The Charlottesville city government has expressed condolences on the deaths of three Virginia residents, who lost their lives as a result of violent clashes between far-right activists and counterprotesters in the city.

 On Saturday, white nationalists organized a rally in Charlottesville, protesting against the removal of a monument to Confederate Gen. Robert E. Lee. The rally subsequently led to clashes and culminated in a car ramming attack, leaving one woman, Heather Heyer, dead and more than 30 injured. In addition, two Virginia State Police troopers — Jay Cullen and Berke Bates — died when their helicopter crashed, as they patrolled near the site of clashes.

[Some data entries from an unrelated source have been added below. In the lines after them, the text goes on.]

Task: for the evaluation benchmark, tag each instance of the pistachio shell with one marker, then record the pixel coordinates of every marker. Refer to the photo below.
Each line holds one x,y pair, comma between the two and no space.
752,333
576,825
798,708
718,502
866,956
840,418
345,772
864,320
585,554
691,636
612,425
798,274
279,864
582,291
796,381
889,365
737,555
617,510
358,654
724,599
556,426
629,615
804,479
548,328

“On behalf of the City of Chatlottesville and all of our citizens, we send our deepest condolences to the families and friends of Ms. Heyer, Lieutenant Cullen and Trooper-Pilot Bates. Their loss is a loss for all of us and we mourn with you,” the city authorities said in a statement published on the official Twitter account of the city government.

Terry McAuliffe, the governor of the state of Virginia, declared a state of emergency in Charlottesville.

In a statement, President Donald Trump condemned the violence in Charlottesville, calling the events a “display of hatred, bigotry and violence on many sides.”

Several US senators, including Ted Cruz, Marco Rubio, Tim Scott, Cory Gardner and Michael Bennet, have also condemned Charlottesville violence as an act of “domestic terrorism.”